Acceptance and Commitment Therapy (ACT)
Therapists reviews that basic tenets of ACT; contact with the present moment, values, committed action, self as context, defusion, and acceptance.
- Clients will learn and practice acceptance of unwanted private experiences which are out of personal control
- Clients will learn to identify their values and how to commit to living in a valued driven direction by being psychologically present
Therapists provides education about and guided practice of mindfulness meditation.

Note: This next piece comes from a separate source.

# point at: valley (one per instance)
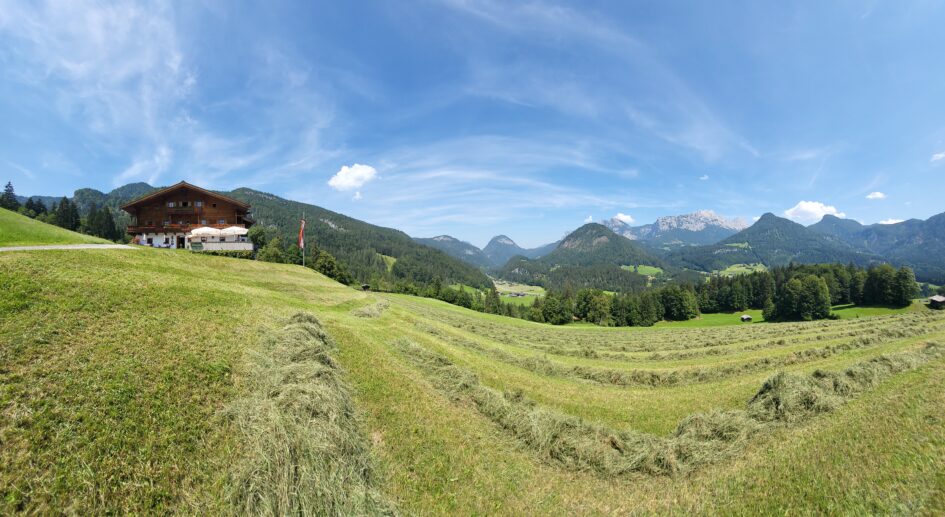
(435, 387)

Dicussions center on how to practice and apply mindfulness skills during everyday activities in an effort to better cope with anxiety and depression.
- Clients learn basic mindfulness skills.
- Clients practice mindfulness skills and learn how to apply these skills to their OCD and other anxiety symptoms and depression.
Therapists reviews the basics of motivational interviewing and the stages of change in the process of recovery. Clients are educated about the differences between relapse and slips and taught skills to maintain emotional and behavioral stability. Discussion, motivational interviewing, and other exercises enable clients to commit to and practice their relapse prevention skills/plans while receiving support from peers and staff.
- Clients learn about the change process and build motivation for improving their lives.
- Clients identify triggers and high-risk situations for relapse.